There's no practical limit to the amount of money the US can borrow. All
eliminating the debt ceiling would do is reduce the number of _different_
votes that have to happen to operate the government when running deficits. All
spending has to be _authorized_ by a law -- this is often a one-time, long-
term act establishing a program -- and _appropriated_ by a law (typically, in
"normal" operations, by an annual budget, but sometimes we get periodic CRs
for shorter periods, and some things are subject to multiyear appropriations.)
The combination of what is authorized and appropriate vs. the revenue from
taxes (also set by laws passed by Congress) sets the level of borrowing that
is going to happen to fund it.

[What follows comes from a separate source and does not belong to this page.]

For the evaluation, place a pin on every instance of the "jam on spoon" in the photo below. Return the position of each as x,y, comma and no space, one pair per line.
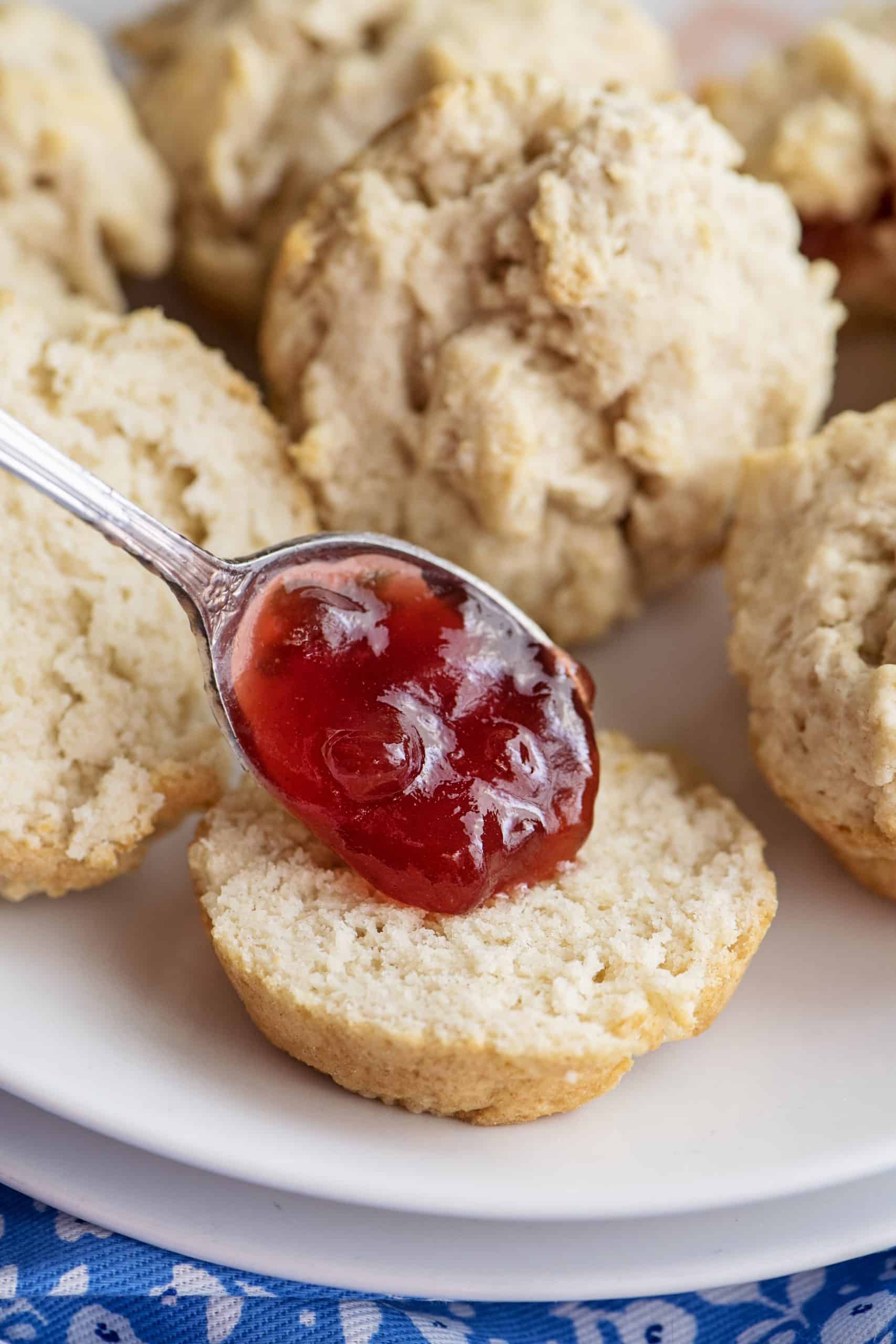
412,716
416,728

The debt ceiling is essentially redundant with
other Congressional action, and either is completely irrelevant (under most
normal conditions) or, as has been the case recently, is an excuse for stunts
which do nothing but harm the country's credit.

> Currently the US accrues 2.5t in tax revenue per annum and spends 3.8t or it
> overspends 1.3t a year. So it should be clear to anyone with the most basic
> understanding of math the US needs to cut spending.

Ignoring that that's not really the right two numbers to compare (since even
if you look at the right comparison, the ratio between debt payments and GDP,
there is a clear need to do something about balance) the suggestion that that
has to be cutting spending ignores the revenue side; given that the overall
trend over the past 50ish years has been of tax cuts -- particularly on the
richest -- its not entirely unreasonable to suggest that to the extent that
the tax/spending balance needs to be addressed, no small part of that is on
the tax side.

> Raising the debt limit is the exact opposite of that

Raising the debt limit is essential even though long-term tax/revenue balance
needs to be addressed (the target shouldn't be naive budget balance, but
establishing a stable and reasonable long-term average debt:GDP ratio, and
good practices that let it run above that average when government spends
countercyclically during economic downturns, and below it when government
spending is less necessary during private sector expansions.)

------
MaysonL
An article from the past(1990) worth reading: "The Perils of
Presidentialism"[0] by Juan Linz, who died Tuesday. It notes that the United
States is exceptional in having a long-lasting presidential system, and also
in having political parties which are not disciplined and ideologically
cohesive. We're now experiencing the kind of conflict that many Latin American
countries have faced in the past.

[0]
[http://www1.american.edu/ia/cdem/pdfs/linz_perils_presidenci...](http://www1.american.edu/ia/cdem/pdfs/linz_perils_presidencialism.pdf)